Testing for activating EGFR mutations in exons 18 through 21 is recommended in all patients with advanced NSCLC adenocarcinoma to help determine whether an EGFR-TKI should be considered. Routine testing for KRAS mutations is not recommended, but can be considered as a way to help determine whether a patient might be resistant to treatment with an EGFR-TKI. No clear guidelines suggest whether to test for EGFR T790M mutations in patients with acquired resistance to EGFR-TKIs because the clinical significance of mutation status relative to treatment continuation remains unknown.
The current standard for EGFR and KRAS mutation testing is polymerase chain reaction (PCR) analysis of formalin-fixed paraffin-embedded specimens or fresh-frozen biopsy. The clinical relevance of FISH or IHC testing for EGFR amplification is unknown.
In May 2013, erlotinib was approved for first-line treatment of NSCLC tumors that have EGFR exon 19 deletions or exon 21 (L858R) substitution mutations. Until that time, the official indication was second- or third-line use in advanced NSCLC. First-line use includes the use of the cobas EGFR Mutation Test, a companion diagnostic for erlotinib.
The safety and effectiveness of the cobas EGFR Mutation Test was established with clinical data from the EURTAC study and showed progression-free survival in patients with NSCLC who had specific types of EGFR mutations (exon 19 deletions or exon 21 [L858R] substitution mutations) for 10.4 months when they received erlotinib treatment, compared with 5.4 months for those who received standard therapy. 
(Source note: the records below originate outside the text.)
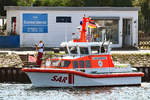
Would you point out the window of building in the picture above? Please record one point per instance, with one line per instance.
(81, 64)
(111, 33)
(88, 63)
(63, 19)
(73, 50)
(64, 63)
(95, 49)
(75, 64)
(84, 50)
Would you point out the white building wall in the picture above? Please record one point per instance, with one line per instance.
(57, 32)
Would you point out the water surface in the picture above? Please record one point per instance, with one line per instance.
(27, 92)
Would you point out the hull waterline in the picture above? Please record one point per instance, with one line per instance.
(67, 78)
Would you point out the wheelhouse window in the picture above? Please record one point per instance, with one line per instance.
(84, 50)
(75, 64)
(64, 63)
(88, 63)
(81, 64)
(95, 49)
(63, 19)
(55, 62)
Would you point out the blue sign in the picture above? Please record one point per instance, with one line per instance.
(35, 23)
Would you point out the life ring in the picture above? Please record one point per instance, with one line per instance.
(100, 63)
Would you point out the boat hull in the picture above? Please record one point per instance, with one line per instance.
(58, 78)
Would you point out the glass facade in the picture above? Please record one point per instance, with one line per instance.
(106, 29)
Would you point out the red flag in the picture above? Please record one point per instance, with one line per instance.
(31, 59)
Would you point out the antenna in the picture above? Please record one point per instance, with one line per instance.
(65, 32)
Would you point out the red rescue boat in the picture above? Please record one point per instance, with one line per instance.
(86, 64)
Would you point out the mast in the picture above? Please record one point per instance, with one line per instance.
(83, 31)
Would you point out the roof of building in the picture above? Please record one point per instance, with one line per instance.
(72, 8)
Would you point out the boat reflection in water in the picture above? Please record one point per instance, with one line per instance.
(26, 92)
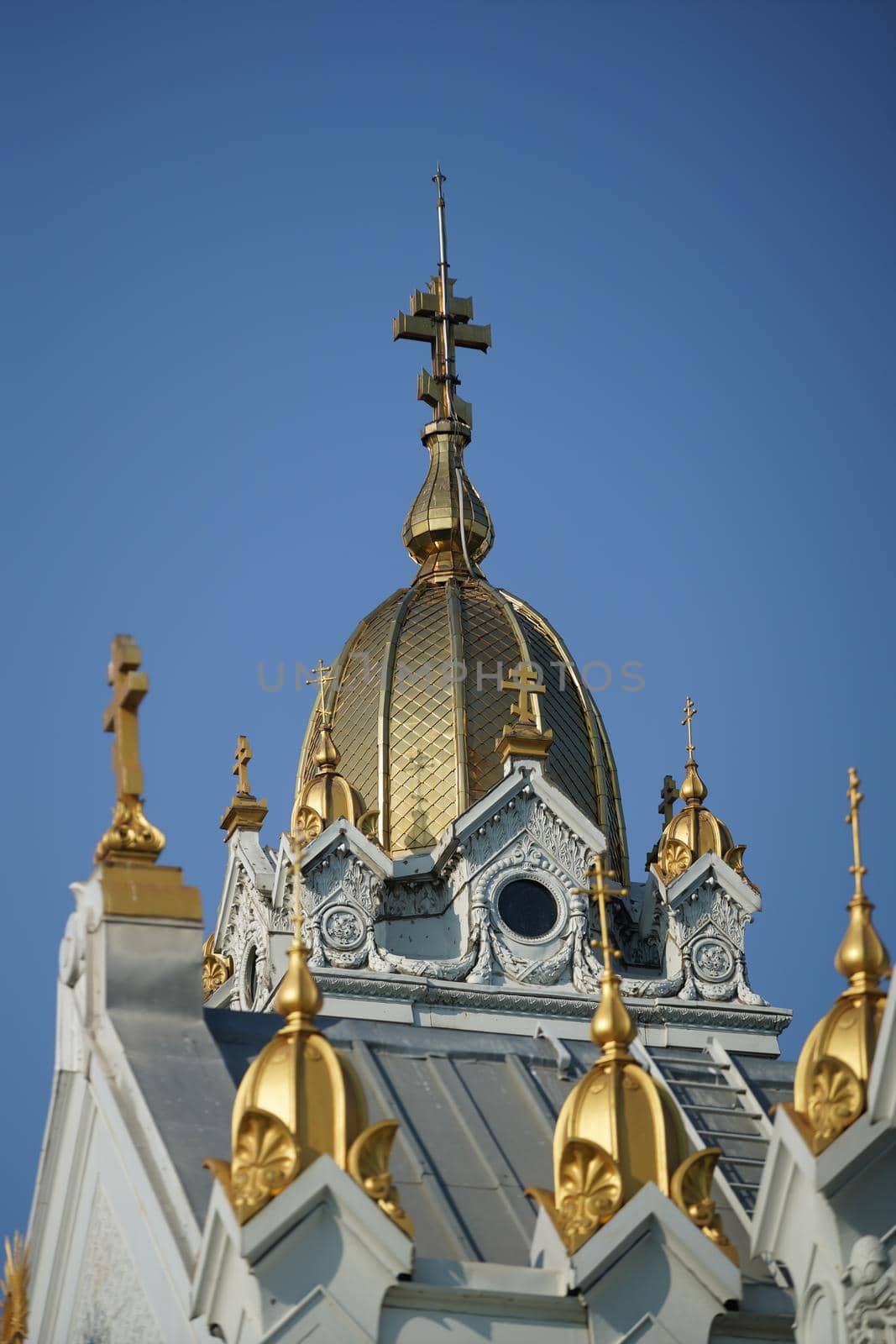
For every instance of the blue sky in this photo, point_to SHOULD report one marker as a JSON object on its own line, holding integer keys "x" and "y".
{"x": 679, "y": 221}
The cobas EGFR Mutation Test v2 is available for the detection of EGFR T790M mutations to determine if osimertinib should be considered for treatment. 
In July 2013, afatinib was approved for first-line treatment of NSCLC in patients with metastatic NSCLC with tumors that have EGFR exon 19 deletions or exon 21 (L858R) substitution mutations as detected by the diagnostic test, therascreen EGFR RGQ PCR Kit.
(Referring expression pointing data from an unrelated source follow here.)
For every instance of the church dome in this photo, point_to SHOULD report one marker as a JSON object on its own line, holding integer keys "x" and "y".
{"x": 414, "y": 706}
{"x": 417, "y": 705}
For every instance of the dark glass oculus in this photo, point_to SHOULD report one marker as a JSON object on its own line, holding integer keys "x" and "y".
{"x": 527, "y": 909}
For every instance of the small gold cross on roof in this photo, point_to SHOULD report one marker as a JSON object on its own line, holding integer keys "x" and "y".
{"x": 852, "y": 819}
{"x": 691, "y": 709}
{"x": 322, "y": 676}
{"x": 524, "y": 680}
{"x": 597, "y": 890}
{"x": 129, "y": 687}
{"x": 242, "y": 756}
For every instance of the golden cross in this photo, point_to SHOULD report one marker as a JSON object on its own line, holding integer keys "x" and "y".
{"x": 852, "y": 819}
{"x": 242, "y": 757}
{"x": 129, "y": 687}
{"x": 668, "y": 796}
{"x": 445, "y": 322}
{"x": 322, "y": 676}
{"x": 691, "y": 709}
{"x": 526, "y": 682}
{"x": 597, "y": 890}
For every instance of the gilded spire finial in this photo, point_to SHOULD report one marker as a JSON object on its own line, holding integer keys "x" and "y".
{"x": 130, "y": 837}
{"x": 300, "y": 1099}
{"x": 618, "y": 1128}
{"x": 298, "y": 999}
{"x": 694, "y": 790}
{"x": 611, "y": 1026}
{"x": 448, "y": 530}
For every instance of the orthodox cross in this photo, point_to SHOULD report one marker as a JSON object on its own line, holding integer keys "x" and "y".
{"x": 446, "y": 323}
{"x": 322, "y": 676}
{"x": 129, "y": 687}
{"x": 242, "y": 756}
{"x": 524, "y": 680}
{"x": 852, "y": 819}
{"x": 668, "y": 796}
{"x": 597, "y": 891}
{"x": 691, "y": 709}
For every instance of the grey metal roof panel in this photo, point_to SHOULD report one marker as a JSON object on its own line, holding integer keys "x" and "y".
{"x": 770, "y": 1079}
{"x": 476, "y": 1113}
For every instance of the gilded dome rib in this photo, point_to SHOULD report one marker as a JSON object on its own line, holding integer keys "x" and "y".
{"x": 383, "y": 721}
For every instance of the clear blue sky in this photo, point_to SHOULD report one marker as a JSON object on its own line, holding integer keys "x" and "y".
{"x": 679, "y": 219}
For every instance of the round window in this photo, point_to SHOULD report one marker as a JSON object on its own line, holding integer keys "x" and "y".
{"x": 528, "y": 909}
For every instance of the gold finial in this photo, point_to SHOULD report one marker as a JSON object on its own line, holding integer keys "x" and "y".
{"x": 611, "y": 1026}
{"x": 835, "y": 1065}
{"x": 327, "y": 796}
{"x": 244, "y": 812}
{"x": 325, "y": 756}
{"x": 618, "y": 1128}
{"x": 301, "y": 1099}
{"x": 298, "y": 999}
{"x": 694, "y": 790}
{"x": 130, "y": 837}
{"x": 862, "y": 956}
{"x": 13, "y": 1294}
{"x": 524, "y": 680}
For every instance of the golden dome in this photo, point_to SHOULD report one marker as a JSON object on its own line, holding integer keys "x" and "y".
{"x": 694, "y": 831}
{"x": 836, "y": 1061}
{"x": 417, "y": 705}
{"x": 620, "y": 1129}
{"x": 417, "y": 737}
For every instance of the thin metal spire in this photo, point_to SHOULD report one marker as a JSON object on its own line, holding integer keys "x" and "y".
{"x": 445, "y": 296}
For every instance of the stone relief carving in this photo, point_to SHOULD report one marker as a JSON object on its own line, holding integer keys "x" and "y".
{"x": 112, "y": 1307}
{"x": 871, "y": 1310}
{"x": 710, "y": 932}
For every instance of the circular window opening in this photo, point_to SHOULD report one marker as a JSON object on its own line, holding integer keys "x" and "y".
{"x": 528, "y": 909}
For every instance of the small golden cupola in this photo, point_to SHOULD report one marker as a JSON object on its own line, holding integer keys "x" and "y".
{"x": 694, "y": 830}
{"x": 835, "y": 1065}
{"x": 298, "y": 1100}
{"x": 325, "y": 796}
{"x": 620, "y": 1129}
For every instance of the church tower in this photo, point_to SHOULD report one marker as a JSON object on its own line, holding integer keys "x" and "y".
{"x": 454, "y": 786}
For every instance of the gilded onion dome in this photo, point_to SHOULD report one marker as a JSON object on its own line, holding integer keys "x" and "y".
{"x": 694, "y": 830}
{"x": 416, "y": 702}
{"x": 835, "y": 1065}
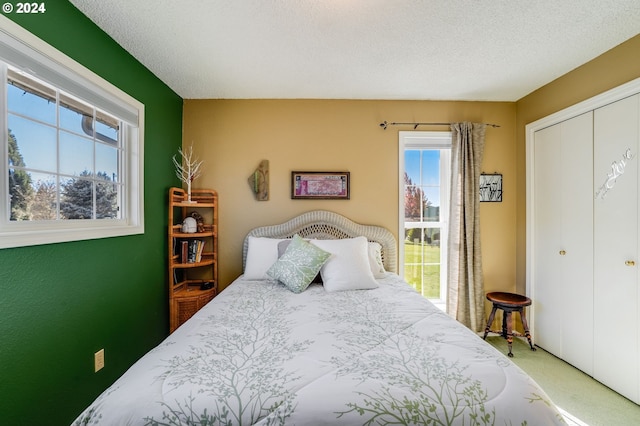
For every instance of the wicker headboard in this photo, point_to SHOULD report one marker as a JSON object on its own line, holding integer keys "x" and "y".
{"x": 326, "y": 225}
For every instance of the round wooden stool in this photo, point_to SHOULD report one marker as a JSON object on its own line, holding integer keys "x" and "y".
{"x": 508, "y": 302}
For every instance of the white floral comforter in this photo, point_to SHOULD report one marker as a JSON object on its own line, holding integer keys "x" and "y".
{"x": 260, "y": 355}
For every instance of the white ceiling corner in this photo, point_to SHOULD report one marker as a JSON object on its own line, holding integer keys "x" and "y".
{"x": 489, "y": 50}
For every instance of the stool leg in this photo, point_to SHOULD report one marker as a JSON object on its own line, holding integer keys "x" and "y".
{"x": 489, "y": 321}
{"x": 523, "y": 318}
{"x": 509, "y": 321}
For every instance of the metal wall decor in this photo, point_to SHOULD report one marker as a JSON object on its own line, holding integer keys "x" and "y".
{"x": 320, "y": 185}
{"x": 491, "y": 187}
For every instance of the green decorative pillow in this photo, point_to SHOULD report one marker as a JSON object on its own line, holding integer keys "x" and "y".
{"x": 299, "y": 264}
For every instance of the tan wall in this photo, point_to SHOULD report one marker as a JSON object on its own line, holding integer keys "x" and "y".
{"x": 613, "y": 68}
{"x": 233, "y": 136}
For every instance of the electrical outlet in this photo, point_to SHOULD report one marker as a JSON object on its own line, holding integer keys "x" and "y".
{"x": 98, "y": 359}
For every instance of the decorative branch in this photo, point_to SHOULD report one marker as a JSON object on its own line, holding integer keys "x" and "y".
{"x": 188, "y": 168}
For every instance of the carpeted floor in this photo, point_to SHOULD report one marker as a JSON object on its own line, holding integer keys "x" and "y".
{"x": 586, "y": 400}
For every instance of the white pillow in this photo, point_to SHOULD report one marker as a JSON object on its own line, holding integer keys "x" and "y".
{"x": 375, "y": 260}
{"x": 348, "y": 268}
{"x": 261, "y": 254}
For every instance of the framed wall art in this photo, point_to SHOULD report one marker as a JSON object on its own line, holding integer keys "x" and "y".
{"x": 320, "y": 185}
{"x": 491, "y": 188}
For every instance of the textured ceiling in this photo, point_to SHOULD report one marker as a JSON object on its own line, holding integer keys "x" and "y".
{"x": 494, "y": 50}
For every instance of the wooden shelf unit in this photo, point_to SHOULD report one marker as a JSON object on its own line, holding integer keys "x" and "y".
{"x": 185, "y": 278}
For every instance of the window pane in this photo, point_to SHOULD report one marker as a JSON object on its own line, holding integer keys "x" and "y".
{"x": 107, "y": 161}
{"x": 35, "y": 144}
{"x": 106, "y": 200}
{"x": 431, "y": 210}
{"x": 412, "y": 167}
{"x": 20, "y": 192}
{"x": 76, "y": 199}
{"x": 431, "y": 167}
{"x": 76, "y": 155}
{"x": 107, "y": 130}
{"x": 28, "y": 102}
{"x": 71, "y": 118}
{"x": 431, "y": 281}
{"x": 45, "y": 200}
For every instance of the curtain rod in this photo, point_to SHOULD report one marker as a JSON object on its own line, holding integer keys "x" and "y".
{"x": 384, "y": 124}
Testing for ALK rearrangements to determine potential benefit from crizotinib is recommended in all patients with advanced NSCLC adenocarcinoma using the Vysis ALK Break Apart FISH Probe Kit on formalin-fixed paraffin-embedded tissue specimens.
As of March 2016, there are no FDA-approved tests for detecting ROS-1 mutation. In clinical trials, the ROS-1 status of NSCLC tissue samples was determined by laboratory-developed break-apart FISH (96%) or RT-PCR (4%) clinical trial assays. For assessment by FISH, ROS-1 positivity required that ≥15% of a minimum of 50 evaluated nuclei contained a ROS-1 gene rearrangement. 
Regardless of current recommendations, any decision to test for genetic mutations should be individualized for each patient and should take into account considerations such as: (a) the time available before the management decision must be made and the potential delay in obtaining genetic test results; (b) third-party payment for the test; (c) the relative toxicities of alternative therapeutic options in this specific patient; and (d) the availability and quality of the clinical laboratory that will be performing the test.